貝爾摩德眼角狠狠抽起,忍不住掩開一絲門縫,她怎么看不出那個平日里有點孩子心性的有希子會玩的這么花。
但在掩開門縫的一剎那,貝爾摩德內心一慌,趕緊把浴室的燈給關了,好在似乎床上的兩人都沒注意到這細微的動作。
他們竟然還不開燈!
憑借著銀白色的月光,貝爾摩德看的不是很確切,但只聽有希子的聲音,臉頰已經很燙很燙了。
而且她還知道,有希子的演技要開始了。
“為師,為師知道了,徒兒是...是君子...君子動口,不動手...”
“徒兒,你再...戲弄為師,為師就要...就要讓,白老虎咬你了!”
這時候,連貝爾摩德都忍不住羞紅了臉,就算換做是她,也想不出其他臺詞來。
最多來一句“徒兒,當什么君子,快當偽君子,既能動口又能動手。
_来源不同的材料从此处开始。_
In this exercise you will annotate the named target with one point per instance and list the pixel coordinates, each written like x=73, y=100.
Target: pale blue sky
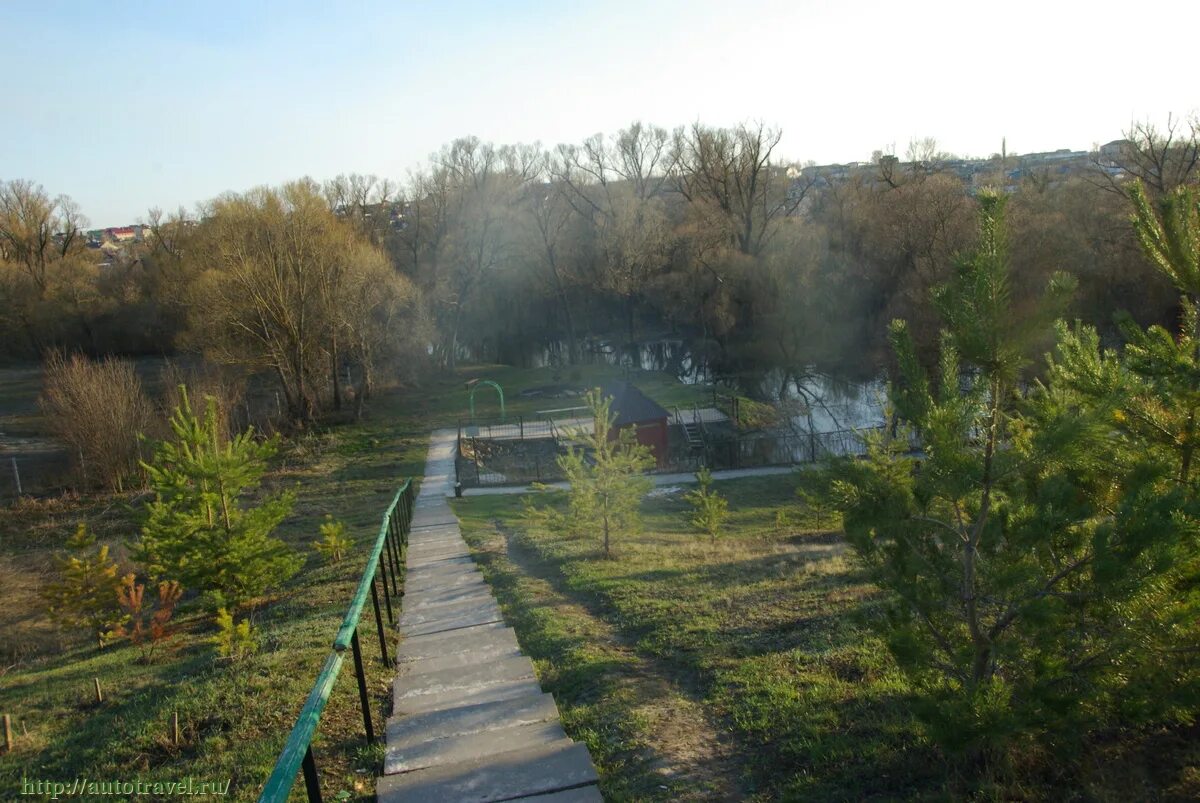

”
不對!她到底在想什么!
把自已代入進去干什么,難道昨天被揍的事今天就忘了嗎!
貝爾摩德止不住的胡思亂想起來,她喝了尼卡酒,也有一只小白老虎,再加上雪莉...
都怪那一鍋湯!
把她腦袋都喝岔道了!
貝爾摩德想點根煙,這次倒不像上次那樣窘迫,雖然是在浴室。
“徒兒,怎么啦?不欺負為師養的白老虎了嗎?”
昏暗中,神宮云抱起有希子,后者摟著他,眼眸中滿是溢出的春水,似乎只要微微一縷,就能蕩漾開來。
“給白老虎洗個澡。”
“今晚都聽徒兒的。”
貝爾摩德身體一抖,浴巾滑落大半。